Saiba mais sobre o projeto de extensão
O Projeto com Amor tem como objetivos criar um espaço de fala e compartilhamento de saberes e experiências capaz de contribuir para o desdobramento do processo social do luto e, ainda, promover cuidado multiprofissional por meio do atendimento de profissionais da enfermagem, psicologia, serviço social, ginecologia e psiquiatria. A ação também busca colaborar para a formação acadêmica e aperfeiçoamento profissional com foco no cuidado integral à mulher frente ao processo de luto e estimular os profissionais de saúde para um atendimento acolhedor diante da perda fetal e neonatal.
Atualmente, são realizados encontros quinzenais, de modo virtual, com a participação em média de oito mães, profissionais da psicologia, serviço social e educação física, além de discentes de graduação e residentes. A modalidade de encontro online tem propiciado maior adesão das mães, pois rompe com barreiras sociais e geográficas.
Uma das mulheres assistidas pelo projeto é Vilma Bezerra, que perdeu seu filho há um ano e seis meses. Emocionada, ela diz que o suporte para vivenciar o luto veio a partir do acolhimento recebido. “Por meio do projeto, eu me senti acolhida e inserida na sociedade. Não se mede uma dor por tempo, se mede uma dor por amor, e esse amor encontrei no grupo”, afirma.
Participam do projeto assistentes sociais, psicólogas, enfermeiras, profissionais de educação física, obstetras, neonatologistas e psiquiatra. Além dos encontros quinzenais, a equipe acolhe as diversas demandas das mulheres e familiares, funcionando como uma rede de apoio qualificada de modo a facilitar o processo do luto.

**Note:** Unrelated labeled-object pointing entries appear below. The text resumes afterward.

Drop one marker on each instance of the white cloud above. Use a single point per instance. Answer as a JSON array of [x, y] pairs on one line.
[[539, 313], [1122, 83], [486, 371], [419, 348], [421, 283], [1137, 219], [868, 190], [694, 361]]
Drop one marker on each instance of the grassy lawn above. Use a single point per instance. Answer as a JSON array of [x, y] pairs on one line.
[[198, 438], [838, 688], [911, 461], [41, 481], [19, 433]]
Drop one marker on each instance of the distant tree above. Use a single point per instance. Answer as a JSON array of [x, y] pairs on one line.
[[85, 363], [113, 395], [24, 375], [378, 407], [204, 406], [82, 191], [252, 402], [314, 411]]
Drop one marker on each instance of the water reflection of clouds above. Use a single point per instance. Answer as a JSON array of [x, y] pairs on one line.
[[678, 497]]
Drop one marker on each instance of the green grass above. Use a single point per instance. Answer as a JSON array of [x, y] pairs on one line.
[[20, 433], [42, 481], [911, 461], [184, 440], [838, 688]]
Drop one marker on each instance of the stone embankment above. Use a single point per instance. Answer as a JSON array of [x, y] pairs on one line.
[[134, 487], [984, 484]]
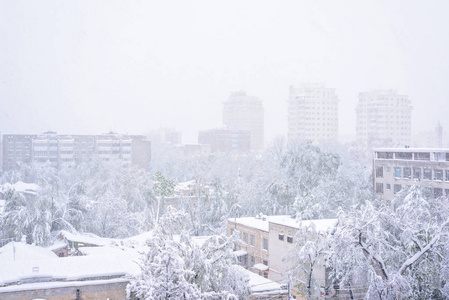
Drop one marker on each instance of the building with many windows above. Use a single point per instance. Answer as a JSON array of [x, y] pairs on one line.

A iniciativa surgiu de um movimento internacional que visa honrar os filhos que morreram e homenagear sua memória, fomentando o apoio social às famílias que tentam sobreviver após a morte de um filho. A ideia é atribuída aos americanos Peter e Deborah Kulkkula, que perderam seu filho Peter John aos 19 anos. Há registros, desde 2013, de organizações e movimentos que celebram a data. No ano de 2019, a ONG Amada Helena trouxe a iniciativa para o Brasil, por meio da aprovação da Lei 15.313, que instituiu a Semana Estadual de Conscientização sobre a Causa do Luto Parental no Estado do Rio Grande do Sul.